Using the implicit function theorem in a system of equations.

Question

I want to see for which points the system of equations $$\begin{cases}x^2+y^2+z^2=16\\2x-y+z=4\end{cases}$$ define $(y,z)$ as an implicit function of $x$, and then calculate $(y'(x),z'(x))$.

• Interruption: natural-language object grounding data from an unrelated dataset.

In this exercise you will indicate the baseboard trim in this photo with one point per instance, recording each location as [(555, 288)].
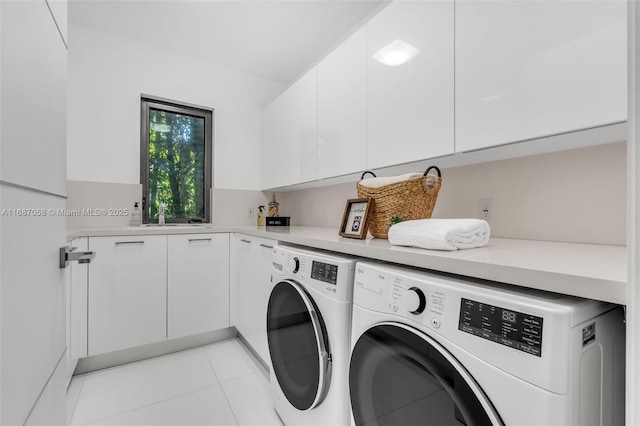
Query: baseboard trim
[(139, 353)]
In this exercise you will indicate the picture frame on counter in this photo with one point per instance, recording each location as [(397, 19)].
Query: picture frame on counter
[(355, 220)]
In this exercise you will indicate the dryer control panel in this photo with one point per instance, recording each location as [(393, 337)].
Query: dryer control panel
[(507, 327)]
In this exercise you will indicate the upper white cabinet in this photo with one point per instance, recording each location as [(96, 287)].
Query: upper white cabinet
[(127, 292), (34, 97), (198, 284), (527, 69), (60, 11), (342, 108), (290, 135), (410, 106)]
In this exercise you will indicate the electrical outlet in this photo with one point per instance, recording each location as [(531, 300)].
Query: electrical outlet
[(486, 209)]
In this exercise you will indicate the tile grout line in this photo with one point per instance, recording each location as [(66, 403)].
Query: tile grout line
[(152, 404), (75, 405), (226, 398), (136, 364)]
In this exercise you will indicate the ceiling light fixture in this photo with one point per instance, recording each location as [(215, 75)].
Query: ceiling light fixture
[(396, 53)]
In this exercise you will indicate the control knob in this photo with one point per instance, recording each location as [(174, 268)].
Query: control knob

I know I have to use the implicit function theorem. What I've done:

Computing the determinant of the partial derivatives I have $$\begin{vmatrix} 2y & 2z \\ -1 & 1 \notag \end{vmatrix} =2y+2z\neq0$$ if $(y,z)\neq0$ or $z\neq-y$

Therefore I will be able to define $(y,z)$ as an implicit function of $x$ as long as $(y,z)\neq0$ or $z\neq-y$. Is this correct? How do I calculate $(y'(x),z'(x))$?

Answer 1

Yes, your argument is fine. More precisely, define $F:\mathbb R^3\to \mathbb R^2$ by

$F(x,y,z)=(x^2+y^2+z^2-16,2x-y+z-4)$.

Then, check that

$\begin{pmatrix} (f_1)_y & (f_1)_z \\ (f_2)_y& (f_2)_z \end{pmatrix}=\begin{pmatrix} 2y & 2z \\ -1& 1 \end{pmatrix}$ and argue as you did, to show that as long as $y+z\neq 0$,

one has

$G(x):=F(x,y(x),z(x))=0$ in a neighborhood of $(x_0,y_0,z_0)$ such that $F(x_0,y_0,z_0)=0.$

Then,

$x^2+y^2(x)+z^2(x)-16=0$ and $2x-y(x)+z(x)-4=0$. To finish, differentiate these and solve simultaneously.

Answer 2

Defining $f(x,y,z)=x^2+y^2+z^2$ and $g(x,y,z) = 2x-y+z$, you can rewrite your equations as $f(x,y,z)=16$ and $g(x,y,z)=4$. Now to define $y,z$ as implicit function of $x$, you'll get $f(x,y(x),z(x))=16$ and $g(x,y(x),z(x))=4$. Then opening those you get $x^2+y(x)^2+z(x)^2=16$ and $2x-y(x)+z(x)=4$. Then you get $y(x)=2x+z(x)-4$ and $x^2+(2x+z(x)-4)^2+z(x)^2=16$. From this you can calculate $z(x)$, and then further $y(x)$.

Answer 3

Your reasoning is correct. To obtain the derivatives, write

$$\begin{cases}2x+2yy'+2zz'=0\\2-y'+z'=0\end{cases}$$ and solve for $y',z'$.